In the Strib, William Robiner recycles a tired old idea for solving gun violence:
We should demand that our federal, state, and local leaders…muster the courage to quell the violence here by standing up to the gun lobby, and outlawing assault weapons and handguns. Why wait any longer to liberate our campuses, neighborhoods, and places of worship of the guns that make them unsafe?
When faced with the need to answer such dim addled bilge, after years of answering it over and over and over and over again, the question “Good Lord, why?” springs to mind. “Because gun bans never work”, of course, is the answer, backed by ample statistics showing that the gun-totinest places in the US (the rural west) are by far the safest; that “shall issue” laws have at worst caused no harm, and at best have cut violent crime rates; that banning guns increases violence.
But occasionally one encounters a new lie that the left uses in its insane drive to disarm the American people. Robiner doesn’t disappoint; put another way, Robiner disappoints:
Our nation’s strategy for securing peace in other parts of the world includes ridding violent societies, such as Afghanistan or Iraq, of the widespread weapons that undermine their peace.

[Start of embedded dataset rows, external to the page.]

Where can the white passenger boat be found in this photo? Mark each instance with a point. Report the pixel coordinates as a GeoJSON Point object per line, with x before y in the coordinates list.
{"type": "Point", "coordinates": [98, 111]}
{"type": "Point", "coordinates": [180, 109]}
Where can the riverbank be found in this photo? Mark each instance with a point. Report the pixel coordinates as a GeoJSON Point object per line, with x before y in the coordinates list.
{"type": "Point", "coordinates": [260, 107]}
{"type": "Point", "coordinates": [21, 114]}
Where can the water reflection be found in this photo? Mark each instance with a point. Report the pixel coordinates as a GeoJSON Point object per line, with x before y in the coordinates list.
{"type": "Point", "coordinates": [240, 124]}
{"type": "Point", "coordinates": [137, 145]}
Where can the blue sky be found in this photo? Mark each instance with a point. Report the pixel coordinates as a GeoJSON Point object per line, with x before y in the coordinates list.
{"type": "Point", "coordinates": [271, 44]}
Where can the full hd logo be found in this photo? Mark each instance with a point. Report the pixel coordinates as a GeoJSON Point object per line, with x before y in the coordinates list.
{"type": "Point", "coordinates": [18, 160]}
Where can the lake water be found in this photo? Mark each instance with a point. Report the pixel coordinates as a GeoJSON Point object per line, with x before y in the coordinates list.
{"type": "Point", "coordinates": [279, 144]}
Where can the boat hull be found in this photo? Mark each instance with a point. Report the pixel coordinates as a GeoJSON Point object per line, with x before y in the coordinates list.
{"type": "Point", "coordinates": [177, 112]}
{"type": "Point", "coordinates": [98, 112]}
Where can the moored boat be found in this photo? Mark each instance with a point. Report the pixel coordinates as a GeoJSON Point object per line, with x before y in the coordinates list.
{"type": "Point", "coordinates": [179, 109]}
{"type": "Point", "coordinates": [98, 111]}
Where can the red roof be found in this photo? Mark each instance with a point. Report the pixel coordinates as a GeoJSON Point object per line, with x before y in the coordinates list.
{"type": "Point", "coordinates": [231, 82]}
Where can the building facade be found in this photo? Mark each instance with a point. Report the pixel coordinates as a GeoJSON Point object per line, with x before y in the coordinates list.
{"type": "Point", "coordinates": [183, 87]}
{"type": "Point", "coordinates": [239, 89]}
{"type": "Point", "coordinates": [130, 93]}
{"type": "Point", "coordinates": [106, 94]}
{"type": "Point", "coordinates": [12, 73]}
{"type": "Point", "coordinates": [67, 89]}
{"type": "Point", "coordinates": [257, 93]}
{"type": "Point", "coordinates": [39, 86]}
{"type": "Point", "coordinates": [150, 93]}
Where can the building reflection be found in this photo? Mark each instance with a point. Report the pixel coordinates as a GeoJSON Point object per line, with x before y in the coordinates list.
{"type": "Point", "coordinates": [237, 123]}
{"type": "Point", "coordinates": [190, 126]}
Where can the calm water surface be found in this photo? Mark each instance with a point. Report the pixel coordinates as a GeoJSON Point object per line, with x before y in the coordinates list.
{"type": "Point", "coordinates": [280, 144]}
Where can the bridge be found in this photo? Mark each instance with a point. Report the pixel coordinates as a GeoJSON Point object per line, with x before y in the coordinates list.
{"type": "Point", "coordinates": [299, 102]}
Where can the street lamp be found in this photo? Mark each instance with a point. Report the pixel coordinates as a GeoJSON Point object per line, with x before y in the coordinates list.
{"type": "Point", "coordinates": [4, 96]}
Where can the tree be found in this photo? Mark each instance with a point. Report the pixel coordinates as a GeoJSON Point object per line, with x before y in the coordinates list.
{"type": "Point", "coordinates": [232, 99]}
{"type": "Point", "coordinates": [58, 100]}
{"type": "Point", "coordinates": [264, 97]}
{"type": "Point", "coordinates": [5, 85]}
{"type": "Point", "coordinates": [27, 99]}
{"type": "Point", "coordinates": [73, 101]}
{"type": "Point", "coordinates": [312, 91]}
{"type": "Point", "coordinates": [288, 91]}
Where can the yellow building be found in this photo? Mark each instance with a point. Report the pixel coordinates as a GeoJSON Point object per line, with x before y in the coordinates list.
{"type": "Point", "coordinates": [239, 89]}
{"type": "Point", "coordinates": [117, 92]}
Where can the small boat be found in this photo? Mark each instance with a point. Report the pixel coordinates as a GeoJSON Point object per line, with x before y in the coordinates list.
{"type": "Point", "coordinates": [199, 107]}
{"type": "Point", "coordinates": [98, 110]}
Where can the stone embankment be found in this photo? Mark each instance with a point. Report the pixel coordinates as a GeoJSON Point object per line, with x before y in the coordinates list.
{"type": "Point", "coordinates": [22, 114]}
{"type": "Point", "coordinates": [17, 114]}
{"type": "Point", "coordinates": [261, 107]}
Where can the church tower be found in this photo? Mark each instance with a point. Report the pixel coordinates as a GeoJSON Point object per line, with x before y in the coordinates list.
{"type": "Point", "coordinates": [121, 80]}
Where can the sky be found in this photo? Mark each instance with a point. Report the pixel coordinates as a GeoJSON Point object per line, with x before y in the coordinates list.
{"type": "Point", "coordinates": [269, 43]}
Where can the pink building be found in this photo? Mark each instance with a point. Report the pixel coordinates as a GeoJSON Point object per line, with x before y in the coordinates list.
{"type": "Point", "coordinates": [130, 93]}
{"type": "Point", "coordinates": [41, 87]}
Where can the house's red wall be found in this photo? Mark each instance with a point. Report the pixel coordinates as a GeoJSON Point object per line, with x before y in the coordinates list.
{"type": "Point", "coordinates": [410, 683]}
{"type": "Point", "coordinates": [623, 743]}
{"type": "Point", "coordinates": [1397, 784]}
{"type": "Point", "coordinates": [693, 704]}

Robiner is an idiot, of course; in most of Iraq, every family is allowed a fully automatic AK-series assault rifle as defense against bandits and thugs. The coalition is trying to get things like RPGs (anti-tank bazookas) and explosives removed from the population. To compare the two is to Fecke the facts.

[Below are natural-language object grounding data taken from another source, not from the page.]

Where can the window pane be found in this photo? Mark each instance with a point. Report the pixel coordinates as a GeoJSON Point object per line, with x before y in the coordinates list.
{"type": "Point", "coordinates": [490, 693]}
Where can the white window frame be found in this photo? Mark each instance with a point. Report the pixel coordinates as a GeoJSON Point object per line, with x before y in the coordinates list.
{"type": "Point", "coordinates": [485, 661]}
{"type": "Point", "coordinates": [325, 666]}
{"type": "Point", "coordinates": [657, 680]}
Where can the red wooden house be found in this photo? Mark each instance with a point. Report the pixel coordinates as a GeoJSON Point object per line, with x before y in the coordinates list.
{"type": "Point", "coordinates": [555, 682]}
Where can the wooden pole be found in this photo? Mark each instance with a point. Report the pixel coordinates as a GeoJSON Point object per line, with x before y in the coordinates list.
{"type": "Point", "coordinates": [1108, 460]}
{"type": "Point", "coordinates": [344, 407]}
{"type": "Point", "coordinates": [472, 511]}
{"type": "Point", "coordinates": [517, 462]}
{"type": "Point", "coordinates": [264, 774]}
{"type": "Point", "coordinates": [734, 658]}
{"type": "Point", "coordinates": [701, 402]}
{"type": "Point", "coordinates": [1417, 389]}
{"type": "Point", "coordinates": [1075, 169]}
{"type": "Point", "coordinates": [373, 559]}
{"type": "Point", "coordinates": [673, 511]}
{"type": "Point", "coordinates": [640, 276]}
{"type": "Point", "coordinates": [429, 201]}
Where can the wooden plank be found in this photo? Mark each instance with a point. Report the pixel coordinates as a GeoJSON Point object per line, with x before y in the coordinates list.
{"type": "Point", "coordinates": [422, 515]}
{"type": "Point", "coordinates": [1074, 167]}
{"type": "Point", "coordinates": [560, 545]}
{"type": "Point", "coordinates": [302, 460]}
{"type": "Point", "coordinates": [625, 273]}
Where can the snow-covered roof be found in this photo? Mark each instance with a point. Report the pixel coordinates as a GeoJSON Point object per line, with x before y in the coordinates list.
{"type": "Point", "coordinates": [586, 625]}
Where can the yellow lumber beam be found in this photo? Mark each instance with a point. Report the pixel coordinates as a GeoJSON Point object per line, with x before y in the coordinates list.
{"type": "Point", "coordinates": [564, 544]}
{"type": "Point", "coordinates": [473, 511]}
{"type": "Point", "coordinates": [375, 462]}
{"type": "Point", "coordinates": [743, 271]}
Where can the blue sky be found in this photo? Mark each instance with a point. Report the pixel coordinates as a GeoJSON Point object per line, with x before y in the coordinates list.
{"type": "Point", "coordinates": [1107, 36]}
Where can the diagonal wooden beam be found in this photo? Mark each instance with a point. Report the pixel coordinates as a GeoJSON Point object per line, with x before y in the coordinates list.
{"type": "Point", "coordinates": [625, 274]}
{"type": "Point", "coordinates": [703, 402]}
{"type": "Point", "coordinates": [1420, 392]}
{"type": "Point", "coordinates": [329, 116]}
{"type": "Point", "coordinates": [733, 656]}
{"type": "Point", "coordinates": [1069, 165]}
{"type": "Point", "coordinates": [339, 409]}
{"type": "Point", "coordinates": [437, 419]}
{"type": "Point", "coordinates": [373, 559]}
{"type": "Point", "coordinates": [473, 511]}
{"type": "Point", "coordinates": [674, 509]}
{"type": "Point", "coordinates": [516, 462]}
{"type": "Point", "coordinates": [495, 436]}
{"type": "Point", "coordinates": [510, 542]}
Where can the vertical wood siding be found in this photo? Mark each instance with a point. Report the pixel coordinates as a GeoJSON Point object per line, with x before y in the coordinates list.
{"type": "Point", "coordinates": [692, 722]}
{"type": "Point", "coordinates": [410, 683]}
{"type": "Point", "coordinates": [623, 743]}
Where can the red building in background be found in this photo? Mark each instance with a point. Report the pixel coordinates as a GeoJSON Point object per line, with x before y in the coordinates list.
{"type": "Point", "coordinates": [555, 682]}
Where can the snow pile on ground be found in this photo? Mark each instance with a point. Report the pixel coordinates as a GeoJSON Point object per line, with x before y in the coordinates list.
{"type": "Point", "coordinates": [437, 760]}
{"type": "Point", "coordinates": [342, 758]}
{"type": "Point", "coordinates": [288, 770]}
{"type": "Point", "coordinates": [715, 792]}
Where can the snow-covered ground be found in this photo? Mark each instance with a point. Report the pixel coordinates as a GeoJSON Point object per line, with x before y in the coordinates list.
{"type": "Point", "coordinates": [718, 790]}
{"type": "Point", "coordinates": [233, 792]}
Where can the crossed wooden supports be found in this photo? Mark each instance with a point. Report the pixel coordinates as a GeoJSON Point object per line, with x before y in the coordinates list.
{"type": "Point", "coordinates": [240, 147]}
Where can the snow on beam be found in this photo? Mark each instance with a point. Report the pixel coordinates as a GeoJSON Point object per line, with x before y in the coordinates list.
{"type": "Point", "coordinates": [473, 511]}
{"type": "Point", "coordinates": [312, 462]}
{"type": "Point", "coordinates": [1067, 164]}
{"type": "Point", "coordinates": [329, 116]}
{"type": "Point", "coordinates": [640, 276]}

The Virginia Tech shooter used a Glock 19 semi-automatic weapon and a Walther. In less than 10 minutes he fired approximately 170 bullets. In the face of such firepower, do even the most ardent technophiles really believe that quicker communication systems could deliver people to safety?

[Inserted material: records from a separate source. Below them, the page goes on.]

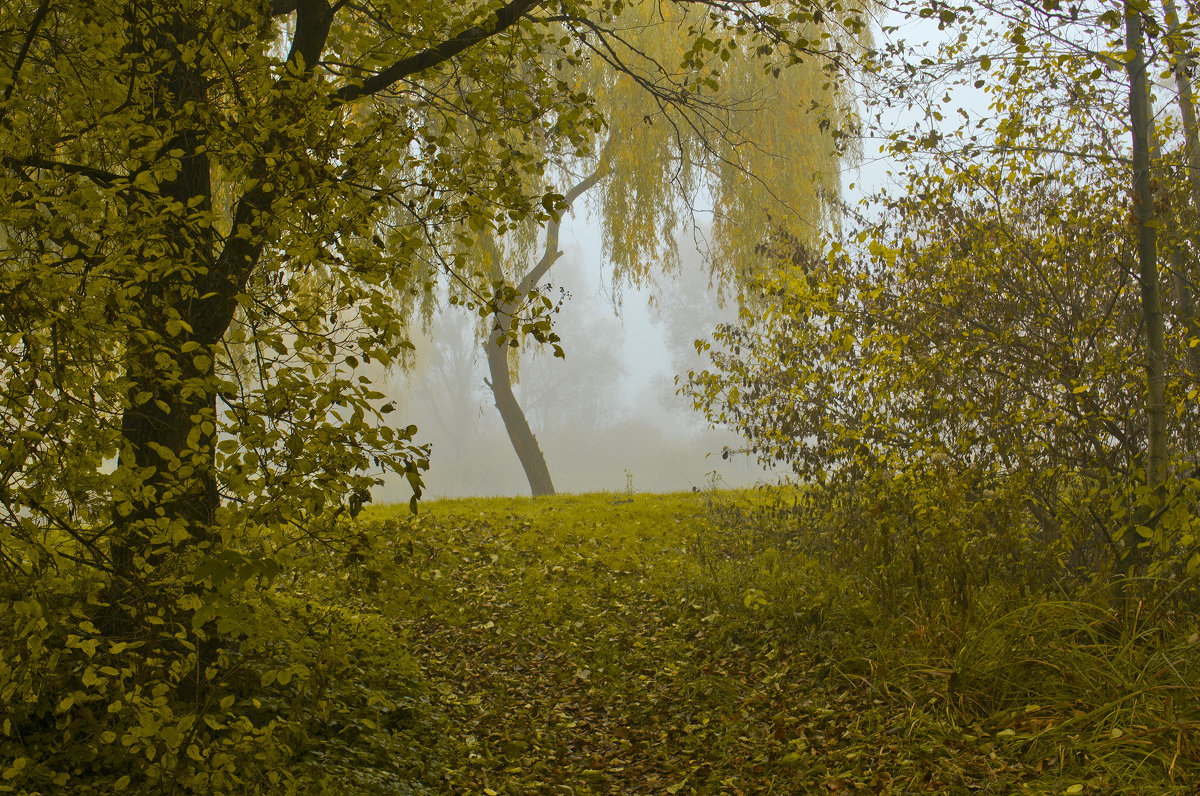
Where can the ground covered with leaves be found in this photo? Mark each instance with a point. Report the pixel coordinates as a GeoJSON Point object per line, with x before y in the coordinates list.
{"type": "Point", "coordinates": [617, 644]}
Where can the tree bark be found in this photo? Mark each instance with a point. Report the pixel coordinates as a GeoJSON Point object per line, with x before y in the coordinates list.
{"type": "Point", "coordinates": [523, 441]}
{"type": "Point", "coordinates": [1185, 289]}
{"type": "Point", "coordinates": [1149, 281]}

Well, if they did, they’d be stupid!
Do those counting on the mental health system to provide a safety net lose confidence when they hear mental health professionals readily acknowledge their limited ability to predict violence?
They should lose confidence indeed!
Restricting gun control efforts to them is ineffective.
As, history shows is, are efforts to restrict gun “control” efforts to the law-abiding!
The incident at Virginia Tech was foreseeable in the sense that if such handguns are available they will, at times, be used on innocents. It will happen again on U.S. campuses, on the streets, and even in places of sanctuary.
Even though they are mostly “gun-free” today!
No, Mr. Robiner, absolute gun bans on school grounds didn’t save a single life in the United States.
But armed, law-abiding citizens did.
Far from Robiner’s myopic, totalitarian solition, it’s time to get more guns out into the hands of the law-abiding – and thence out onto the streets.